I don’t know why it’s there.
But it serves as a useful allegory for us in
the 21st Century of what happens when politics and “religion” become
bedfellows…when power perceives a growing threat from those it considers
“other.” It gets ugly. It’s worse when
the representative of “religion” is barely recognizable as a true religious
authority. Even though Herod was Jewish…he was a puppet of Caesar Augustus…and
his kinfolk would have seen him as a collaborator with Rome. And Pontius Pilate
was widely known to be a brutal authoritarian.
Even today…when politics and religion get
intertwined in a competition of power and dominance…it’s usually those without
the power who get hurt.
In our society…our extremely polarized society…there
are those claiming moral authority in the halls of power who keep stoking the
fires that have led to distrust…and anger…and our inability to have rational
conversations with each other.
Here enters Jesus.
Once more…Jesus is showing us that when faced
with a corrupted version of justice…when dealing with self-serving power
brokers…he refuses to play their games.
When Herod wants him to perform a sign, he stays
silent. When Pilate wants to know if he’s the King of the Jews, he gives a
non-answer of “You say so.”
Some commentators say that Jesus is presenting
an alternate reality. But what I think he’s doing is establishing what is the
real reality: Love.
Love as the more powerful force that doesn’t
demand dominance.
That Love gets nailed to a cross…and yet that
cross and grave cannot contain that Love because Love is a
greater force than evil and death.
We…as followers of Jesus are invited through
our baptism to live into this reality and walk this path.
This is a way of Love which takes us into the
suffering world just as Jesus went…with the promise that if we stick with this
source of Love…and when we fall away…come back onto the path…we can and will
overcome the obstacles put in our way.
One more thing before I conclude.
As we enter into this Holy Week, we are going
to be hearing readings from the Gospel of John that need a lot of context
because of his repeated use of the term “the Jews.”
We must always remember that our evangelists
were writing at a particular time and to particular groups of people….Luke, for
instance, is really more for a Gentile audience.

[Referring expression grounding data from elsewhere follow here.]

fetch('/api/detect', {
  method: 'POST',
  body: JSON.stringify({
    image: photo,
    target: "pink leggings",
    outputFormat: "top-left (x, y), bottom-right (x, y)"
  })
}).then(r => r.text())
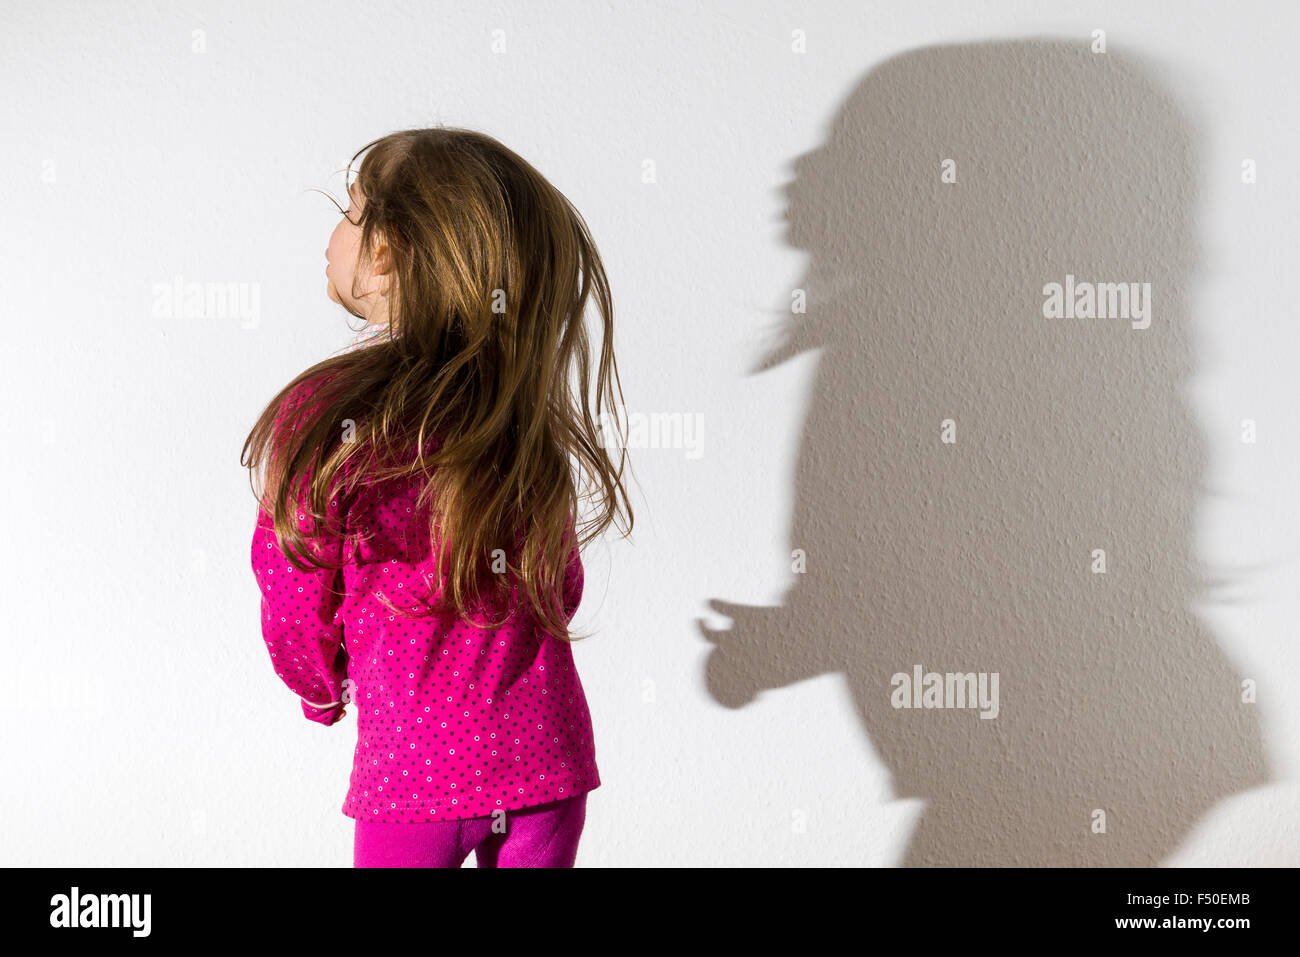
top-left (353, 794), bottom-right (587, 868)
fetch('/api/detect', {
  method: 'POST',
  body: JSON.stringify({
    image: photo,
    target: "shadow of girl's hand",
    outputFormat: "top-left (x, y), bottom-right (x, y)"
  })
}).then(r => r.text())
top-left (697, 598), bottom-right (782, 708)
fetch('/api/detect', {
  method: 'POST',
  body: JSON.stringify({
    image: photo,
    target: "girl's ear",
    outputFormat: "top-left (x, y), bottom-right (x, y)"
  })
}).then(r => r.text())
top-left (370, 235), bottom-right (398, 306)
top-left (371, 235), bottom-right (393, 275)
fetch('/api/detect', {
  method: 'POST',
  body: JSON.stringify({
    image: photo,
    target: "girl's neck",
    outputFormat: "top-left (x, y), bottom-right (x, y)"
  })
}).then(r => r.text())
top-left (349, 320), bottom-right (390, 351)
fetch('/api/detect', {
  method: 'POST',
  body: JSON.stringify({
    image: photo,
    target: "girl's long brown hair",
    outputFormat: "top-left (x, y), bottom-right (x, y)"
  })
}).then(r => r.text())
top-left (241, 127), bottom-right (634, 641)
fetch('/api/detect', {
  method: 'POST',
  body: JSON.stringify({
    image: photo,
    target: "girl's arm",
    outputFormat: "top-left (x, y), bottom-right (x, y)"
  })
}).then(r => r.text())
top-left (251, 502), bottom-right (349, 725)
top-left (251, 374), bottom-right (350, 725)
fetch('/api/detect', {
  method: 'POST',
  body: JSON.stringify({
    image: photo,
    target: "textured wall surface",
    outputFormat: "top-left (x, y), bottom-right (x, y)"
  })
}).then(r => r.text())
top-left (2, 0), bottom-right (1297, 866)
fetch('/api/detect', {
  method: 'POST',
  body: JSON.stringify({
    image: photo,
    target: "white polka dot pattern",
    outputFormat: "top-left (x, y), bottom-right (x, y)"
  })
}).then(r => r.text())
top-left (251, 378), bottom-right (600, 822)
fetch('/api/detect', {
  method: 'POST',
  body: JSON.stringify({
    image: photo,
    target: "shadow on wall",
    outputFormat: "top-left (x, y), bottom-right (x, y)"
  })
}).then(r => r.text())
top-left (699, 38), bottom-right (1271, 866)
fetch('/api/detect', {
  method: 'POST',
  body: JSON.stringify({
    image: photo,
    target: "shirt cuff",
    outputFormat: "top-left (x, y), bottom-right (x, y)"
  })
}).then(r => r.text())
top-left (300, 697), bottom-right (343, 726)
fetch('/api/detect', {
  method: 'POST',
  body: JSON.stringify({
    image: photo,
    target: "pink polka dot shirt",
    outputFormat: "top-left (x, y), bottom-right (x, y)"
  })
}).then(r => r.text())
top-left (250, 378), bottom-right (601, 823)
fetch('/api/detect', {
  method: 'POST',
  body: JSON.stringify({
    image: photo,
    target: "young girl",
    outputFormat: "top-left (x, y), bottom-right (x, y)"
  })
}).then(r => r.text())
top-left (241, 127), bottom-right (633, 868)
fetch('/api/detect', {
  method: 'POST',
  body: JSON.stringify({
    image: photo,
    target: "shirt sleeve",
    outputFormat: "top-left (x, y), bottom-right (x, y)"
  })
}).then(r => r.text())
top-left (251, 374), bottom-right (351, 726)
top-left (251, 500), bottom-right (349, 725)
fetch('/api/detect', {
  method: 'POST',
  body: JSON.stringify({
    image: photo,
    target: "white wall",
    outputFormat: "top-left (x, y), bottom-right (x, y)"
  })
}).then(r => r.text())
top-left (2, 0), bottom-right (1296, 866)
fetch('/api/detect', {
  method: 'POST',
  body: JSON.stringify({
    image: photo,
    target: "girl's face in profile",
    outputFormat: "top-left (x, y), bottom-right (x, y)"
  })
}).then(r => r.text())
top-left (326, 181), bottom-right (385, 320)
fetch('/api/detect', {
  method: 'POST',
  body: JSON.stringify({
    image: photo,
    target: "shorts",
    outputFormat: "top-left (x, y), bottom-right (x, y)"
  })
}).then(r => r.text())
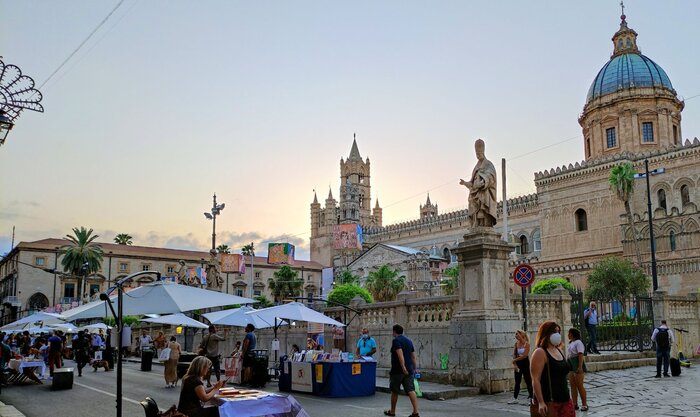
top-left (242, 353), bottom-right (255, 368)
top-left (389, 373), bottom-right (415, 394)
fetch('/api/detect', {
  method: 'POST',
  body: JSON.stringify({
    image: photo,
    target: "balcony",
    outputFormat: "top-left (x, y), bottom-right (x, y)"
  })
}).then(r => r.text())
top-left (2, 296), bottom-right (21, 307)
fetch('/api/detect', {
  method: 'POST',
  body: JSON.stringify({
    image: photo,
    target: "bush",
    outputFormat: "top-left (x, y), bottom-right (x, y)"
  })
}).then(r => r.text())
top-left (532, 277), bottom-right (575, 295)
top-left (587, 257), bottom-right (650, 300)
top-left (328, 284), bottom-right (373, 306)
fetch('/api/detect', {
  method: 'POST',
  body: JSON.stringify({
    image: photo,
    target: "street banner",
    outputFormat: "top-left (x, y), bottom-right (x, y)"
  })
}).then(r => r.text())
top-left (268, 243), bottom-right (295, 265)
top-left (321, 268), bottom-right (334, 299)
top-left (332, 224), bottom-right (363, 249)
top-left (221, 253), bottom-right (245, 273)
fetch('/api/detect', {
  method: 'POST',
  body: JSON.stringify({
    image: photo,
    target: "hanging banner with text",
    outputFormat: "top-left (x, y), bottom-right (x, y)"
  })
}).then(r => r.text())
top-left (332, 224), bottom-right (363, 249)
top-left (221, 254), bottom-right (245, 273)
top-left (268, 243), bottom-right (295, 265)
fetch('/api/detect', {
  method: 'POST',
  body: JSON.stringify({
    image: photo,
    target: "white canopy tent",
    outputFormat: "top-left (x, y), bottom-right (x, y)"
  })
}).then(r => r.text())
top-left (50, 322), bottom-right (79, 333)
top-left (245, 302), bottom-right (345, 328)
top-left (0, 312), bottom-right (65, 331)
top-left (61, 281), bottom-right (255, 320)
top-left (203, 306), bottom-right (278, 329)
top-left (79, 323), bottom-right (111, 333)
top-left (140, 313), bottom-right (208, 329)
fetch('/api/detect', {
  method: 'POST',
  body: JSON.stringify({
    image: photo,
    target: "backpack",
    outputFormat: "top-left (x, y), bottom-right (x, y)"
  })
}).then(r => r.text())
top-left (656, 328), bottom-right (670, 351)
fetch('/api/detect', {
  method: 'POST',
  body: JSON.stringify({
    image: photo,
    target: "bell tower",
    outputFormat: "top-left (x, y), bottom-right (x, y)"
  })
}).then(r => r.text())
top-left (340, 135), bottom-right (373, 225)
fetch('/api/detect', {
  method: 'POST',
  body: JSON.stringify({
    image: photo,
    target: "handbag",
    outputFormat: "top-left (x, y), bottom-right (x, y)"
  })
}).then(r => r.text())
top-left (530, 350), bottom-right (556, 417)
top-left (158, 347), bottom-right (172, 362)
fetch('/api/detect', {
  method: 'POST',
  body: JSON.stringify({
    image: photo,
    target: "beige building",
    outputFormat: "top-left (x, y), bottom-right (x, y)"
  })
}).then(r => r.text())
top-left (310, 14), bottom-right (700, 296)
top-left (0, 238), bottom-right (323, 325)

What John gives us is an insider’s view of the
polarized times in the Second Century. There was dissension in the
Jewish family between those who believed in Jesus as the Messiah and those who
looked around at a troubled world and said the Messiah had not yet come. This
was the beginning of the split which would eventually lead to Christianity. We
read these texts because John is the one Gospel that makes the strongest claim
of Jesus as God…the Word made flesh.
Unfortunately…this Gospel has also been one of
those texts that prove my point about what can happen when religion and
political power get too cozy and corrupted.
The result has been horrific crimes against
humanity…from the medieval Inquisition in Spain…to the Holocaust in World War
II to the rise of anti-Semitism in this country and around the world. The
Gospels…especially John…have been used to persecute Jews.
The terrible irony is that Jesus was a Jew.
So was Peter.
So was Judas.
So was Mary.
Each of them provide us an example of
discipleship:
There’s the one who denies Jesus because he’s
afraid of what ridicule and consequences he might face.
There’s the one who betrays Jesus for a profit.
And then the one who loves Jesus and bears
witness to both his brutal death and his incredible resurrection.
All of them were on Team Jesus. To be
anti-Semitic is to miss the point of Jesus’ whole ministry and mission which is
to Love.
With that caveat…I invite you and encourage
you to take this week…this Holy Week…as a time to slow down, and experience in
body, mind and spirit what it means to be a follower of Jesus. Come back for a
meal on Thursday…and the foot washing at the service. Take a moment to pause
and take in the site of an empty altar.
Remember Jesus’ death on Good Friday with the
stations of the cross and in the evening service where we name the many ways in
which we need God’s help to make for a more just society.
And then return next Sunday to remember the
reality: Resurrection is real. We are redeemed. We are loved.